Wednesday, August 04, 2004

Real Time With Bill Maher

If you haven't checked it out already, Real Time with Bill Maher on HBO is a must-see this campaign season. It debuts every Friday night at 11pm. This week, Bill's guests include former Representative Bob Barr and Cokie Roberts. Last week's episode (re-airing tonight at 11:30pm) featured the incomparable sight of Bill Maher and Michael Moore literally getting on their knees begging Ralph Nader to get out of the race. He also gave his take on the Democratic convention:

Political conventions are important and they deserve to be broadcast and viewed in their entirety. You can't call everyone in Washington "morons" if you don't know exactly what it is that makes them morons. Now, the conventional wisdom about conventions is that they're no longer worthy of our attention because they're too produced and there's no drama. You want drama? Hitch a ride home with Ted Kennedy. We're picking a president here, not the "Last Comic Standing." The media treats these conventions like pointless interruptions of
their real job covering the Scott Peterson trial. No surprises, no excitement. Hey, you know what's exciting? It's exciting when politicians get drunk with power because people aren't keeping an eye on them. No one expected we'd retaliate for 9/11 by attacking... Iraq! Ooh, unpredictable, exciting!
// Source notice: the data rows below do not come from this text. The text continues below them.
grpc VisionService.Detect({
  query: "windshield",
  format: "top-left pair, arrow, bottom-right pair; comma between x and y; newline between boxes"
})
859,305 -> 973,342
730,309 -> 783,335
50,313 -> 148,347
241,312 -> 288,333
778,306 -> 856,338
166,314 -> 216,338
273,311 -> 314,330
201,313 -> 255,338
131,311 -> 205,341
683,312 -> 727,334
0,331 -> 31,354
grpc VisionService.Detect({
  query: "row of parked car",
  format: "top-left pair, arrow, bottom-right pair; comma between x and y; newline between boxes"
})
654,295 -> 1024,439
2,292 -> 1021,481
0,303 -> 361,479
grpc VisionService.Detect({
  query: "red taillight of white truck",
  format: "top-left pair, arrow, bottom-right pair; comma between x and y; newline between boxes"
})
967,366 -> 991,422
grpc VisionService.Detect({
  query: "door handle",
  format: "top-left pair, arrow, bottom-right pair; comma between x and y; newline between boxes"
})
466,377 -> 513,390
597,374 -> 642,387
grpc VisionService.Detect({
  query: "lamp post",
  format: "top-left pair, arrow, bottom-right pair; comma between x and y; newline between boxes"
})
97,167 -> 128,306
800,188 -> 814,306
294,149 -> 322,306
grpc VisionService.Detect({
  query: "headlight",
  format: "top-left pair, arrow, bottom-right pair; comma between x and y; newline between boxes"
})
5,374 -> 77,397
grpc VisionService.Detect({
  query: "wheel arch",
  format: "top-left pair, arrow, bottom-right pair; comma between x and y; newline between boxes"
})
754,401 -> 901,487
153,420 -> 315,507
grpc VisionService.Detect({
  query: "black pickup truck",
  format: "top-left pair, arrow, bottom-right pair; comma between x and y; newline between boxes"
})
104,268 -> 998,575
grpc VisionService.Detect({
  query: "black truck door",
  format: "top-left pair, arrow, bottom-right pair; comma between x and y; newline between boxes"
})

And the reason the conventions are so "produced" is because if they weren't, the networks wouldn't air any of it. And the sight last night of John Kerry rushing through his speech in a cold sweat so that he wouldn't go over time and force viewers to miss the first two minutes of "Elimidate," was one of the saddest moments in the history of democracy. The man is proposing how to rule the globe, and we treat him like it's audition night at The Improv and he just got the light. I'm not saying everyone has to pore over issues and read everything that's out there. We can't even get our president to do that. But the conventions are one of the only times when the election isn't reduced to sound bites and attack ads. When you can get to know these people a little. It's not exciting enough just to hear Theresa Heinz Kerry? Oh, I'm sorry, next time we'll get Justin Timberlake to whip her tit out! You know - you know, maybe the conventions aren't boring. Maybe it's the people who don't participate in their society who are boring. You know, once every four years, the two parties put on
a little pageant for you: "These are our faces. These are our voices. This is our vision of America's future." You'd think that would be a little more interesting than reruns of "Celebrity Poker." But convention viewership was actually down two million. What does John Kerry have to do to get your attention? Fuck Omorosa?! And one last thing. If you think the Democratic Convention was too slick, wait until the Republicans end their convention with Osama bin Laden making a grand entrance in chains from the back of the arena like King Kong!